The Book of Esther
- Publisher
- Talonbooks
- Initial publish date
- Apr 2012
- Category
- Gay & Lesbian
-
Paperback / softback
- ISBN
- 9780889226821
- Publish Date
- Apr 2012
- List Price
- $16.95
-
eBook
- ISBN
- 9780889227101
- Publish Date
- Apr 2012
- List Price
- $16.99
Classroom Resources
Where to buy it
Description
It is June 1981: the farm debt crisis. Pride Toronto’s first parade. Everything is changing, including fifteen-year-old Esther, who runs away to the city to escape the family farm. With the help of a brash young hustler and a gay activist who shelters street kids, she confronts her conservative Christian parents—farmers on the brink of financial ruin—and begins to find her way home. Acclaimed playwright Leanna Brodie excels with this heart-warming coming-of-age—and coming-out—drama.

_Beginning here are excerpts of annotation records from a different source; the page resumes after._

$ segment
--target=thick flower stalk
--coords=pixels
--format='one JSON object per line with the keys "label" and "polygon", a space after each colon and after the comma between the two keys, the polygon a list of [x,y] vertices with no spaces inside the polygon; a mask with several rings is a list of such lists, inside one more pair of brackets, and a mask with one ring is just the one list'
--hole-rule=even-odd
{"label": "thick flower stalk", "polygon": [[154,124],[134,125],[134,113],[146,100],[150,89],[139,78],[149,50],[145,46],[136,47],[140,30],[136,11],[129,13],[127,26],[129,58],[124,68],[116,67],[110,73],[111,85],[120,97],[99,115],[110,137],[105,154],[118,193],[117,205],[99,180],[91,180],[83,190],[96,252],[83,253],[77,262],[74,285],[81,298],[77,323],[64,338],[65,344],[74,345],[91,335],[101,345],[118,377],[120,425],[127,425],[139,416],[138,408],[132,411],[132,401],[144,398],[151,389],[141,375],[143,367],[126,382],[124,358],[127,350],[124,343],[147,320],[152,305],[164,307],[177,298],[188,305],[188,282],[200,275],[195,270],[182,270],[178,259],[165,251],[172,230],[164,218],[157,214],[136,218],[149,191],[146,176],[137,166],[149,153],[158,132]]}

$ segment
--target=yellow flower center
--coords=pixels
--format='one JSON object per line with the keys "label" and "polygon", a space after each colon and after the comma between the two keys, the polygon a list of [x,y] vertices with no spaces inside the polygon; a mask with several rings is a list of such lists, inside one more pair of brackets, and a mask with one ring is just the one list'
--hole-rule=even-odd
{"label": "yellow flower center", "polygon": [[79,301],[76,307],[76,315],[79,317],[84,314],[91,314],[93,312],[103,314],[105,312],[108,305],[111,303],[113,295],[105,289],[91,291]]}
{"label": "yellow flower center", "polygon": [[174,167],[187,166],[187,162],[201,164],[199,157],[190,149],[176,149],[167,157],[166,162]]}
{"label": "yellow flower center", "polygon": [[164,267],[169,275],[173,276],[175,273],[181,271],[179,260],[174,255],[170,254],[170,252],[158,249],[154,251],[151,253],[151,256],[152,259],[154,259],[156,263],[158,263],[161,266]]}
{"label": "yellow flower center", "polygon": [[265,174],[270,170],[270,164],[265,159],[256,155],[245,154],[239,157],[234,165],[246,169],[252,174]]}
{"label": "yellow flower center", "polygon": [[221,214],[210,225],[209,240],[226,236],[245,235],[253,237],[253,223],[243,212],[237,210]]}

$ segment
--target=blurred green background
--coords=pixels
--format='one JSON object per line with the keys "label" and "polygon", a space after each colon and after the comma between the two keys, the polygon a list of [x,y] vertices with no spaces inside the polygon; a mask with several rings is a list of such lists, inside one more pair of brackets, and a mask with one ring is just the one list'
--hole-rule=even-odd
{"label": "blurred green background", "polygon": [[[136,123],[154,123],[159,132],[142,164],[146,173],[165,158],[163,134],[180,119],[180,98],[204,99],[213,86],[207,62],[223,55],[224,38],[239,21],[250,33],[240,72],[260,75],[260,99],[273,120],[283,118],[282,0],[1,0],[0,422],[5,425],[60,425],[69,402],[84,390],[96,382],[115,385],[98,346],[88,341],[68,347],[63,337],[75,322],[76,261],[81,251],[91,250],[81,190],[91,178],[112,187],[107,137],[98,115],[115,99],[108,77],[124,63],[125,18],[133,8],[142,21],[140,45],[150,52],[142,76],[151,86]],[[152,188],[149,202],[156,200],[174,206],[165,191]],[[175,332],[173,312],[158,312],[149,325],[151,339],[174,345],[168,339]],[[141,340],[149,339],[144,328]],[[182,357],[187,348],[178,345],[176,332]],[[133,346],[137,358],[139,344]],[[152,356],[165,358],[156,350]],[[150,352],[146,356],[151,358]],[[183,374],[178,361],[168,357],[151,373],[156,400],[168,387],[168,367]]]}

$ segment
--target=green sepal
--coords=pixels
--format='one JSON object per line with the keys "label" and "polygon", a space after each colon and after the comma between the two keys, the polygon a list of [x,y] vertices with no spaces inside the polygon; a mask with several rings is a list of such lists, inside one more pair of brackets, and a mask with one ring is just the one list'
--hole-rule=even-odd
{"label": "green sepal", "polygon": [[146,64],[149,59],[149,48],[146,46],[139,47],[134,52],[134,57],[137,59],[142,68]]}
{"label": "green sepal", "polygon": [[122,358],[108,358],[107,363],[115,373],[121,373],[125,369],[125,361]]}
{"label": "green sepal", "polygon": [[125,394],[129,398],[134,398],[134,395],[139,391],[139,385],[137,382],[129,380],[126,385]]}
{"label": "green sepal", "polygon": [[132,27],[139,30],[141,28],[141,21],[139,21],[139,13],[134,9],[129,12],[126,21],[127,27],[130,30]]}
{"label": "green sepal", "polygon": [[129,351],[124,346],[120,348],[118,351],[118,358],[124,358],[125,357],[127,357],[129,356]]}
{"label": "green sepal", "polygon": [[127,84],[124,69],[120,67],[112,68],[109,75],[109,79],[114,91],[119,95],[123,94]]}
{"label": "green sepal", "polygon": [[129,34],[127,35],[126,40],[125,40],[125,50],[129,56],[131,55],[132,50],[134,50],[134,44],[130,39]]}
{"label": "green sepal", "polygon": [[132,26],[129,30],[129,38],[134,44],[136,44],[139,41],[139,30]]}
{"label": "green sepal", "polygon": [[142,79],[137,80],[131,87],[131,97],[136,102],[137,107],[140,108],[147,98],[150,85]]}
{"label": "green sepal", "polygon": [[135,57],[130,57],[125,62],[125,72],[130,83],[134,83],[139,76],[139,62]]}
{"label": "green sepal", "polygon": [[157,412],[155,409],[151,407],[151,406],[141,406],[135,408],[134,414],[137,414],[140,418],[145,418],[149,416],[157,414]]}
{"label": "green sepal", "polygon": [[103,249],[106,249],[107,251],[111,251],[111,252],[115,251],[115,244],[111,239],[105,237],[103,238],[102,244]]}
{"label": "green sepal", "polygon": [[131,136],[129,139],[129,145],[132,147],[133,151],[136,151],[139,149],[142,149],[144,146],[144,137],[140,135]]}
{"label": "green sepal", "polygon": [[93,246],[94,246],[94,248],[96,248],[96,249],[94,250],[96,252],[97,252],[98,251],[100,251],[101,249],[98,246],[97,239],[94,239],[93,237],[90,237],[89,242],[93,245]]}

Cast of two women and three men.
About the author
Leanna Brodie is an actor, writer and translator. Her plays (published by Talonbooks) include For Home and Country, The Vic and Schoolhouse, as well as CBC radio dramas Invisible City and Seeds of Our Destruction. She was the first Canadian invited to the ACT/Hedgebrook Women Playwrights’ Festival. She also translates Quebec drama into English—most recently, Louise Bombardier’s Ma mère chien and Hélène Ducharme’s Baobab. Her libretti were heard in Tapestry New Opera Works’ Opera to Go 2008; in David Ogborn’s acclaimed site-specific piece, Opera on the Rocks; and in Emergence, his song cycle featuring a singing robot. The Angle of Reflection, with New Zealand composer Anthony Young, was produced by the Auckland Philharmonia Orchestra. This season, The Book of Esther, a love story about urban queers and rural evangelicals, premieres at the Blyth Festival. Schoolhouse has been seen by over 20, 000 Canadians in multiple sold-out runs, and is slated for further productions in 2010.
Editorial Reviews
“For those who fear yet another gay diatribe wrapped in a religious title, Leanna Brodie's The Book of Esther is not that play. Set in both the urban and rural landscapes of the 1980s, the work stands in the ongoing Canadian tradition of drama with characters trying to forge their identities and, by extension, define the nation, as well. Whether or not one agrees with the opinions of the characters is beside the point. Brodie is exploring the possibility of a Canada where the embattled farmer, the gay urbanite, and runaway teen-agers can find themselves in this mosaic of ours, through mutual respect …”
— Dr. Lloyd Arnett
“There were audible gasps in the audience as the play’s teenage anti-hero, A.D., spouted off his anti-religious diatribes. Some of his dialogue was so politically incorrect that, if an adult had spoken the lines, it would border on hate-mongering. But that is the conflict situation that Leanna Brodie has set up in her play.”
— Globe & Mail
“Like The Vic, Leanna Brodie's play The Book of Esther is filled with tenderness, heart, and humour. It is also an eloquent plea for understanding. It posits that people who feel they are very much on the opposite ends of the belief spectrum can learn to understand human difference. Are her dreams possible to realize in reality? I'm not sure, but one must admire her skill as a writer, and her ambition as a dreamer.”
— Sky Gilbert
“The issue is simple—as black-and-white as a Holstein cow ... But, happily, The Book of Esther is more than a simple catalogue of controversial, or at least provocative, subjects. When the play opens, the forces that divide—ignorance, prejudice, intolerance, hypocrisy and arrogance—are given free rein. At play’s end, however, the forces that bind—understanding, compassion, tolerance, honesty and love—assert themselves.”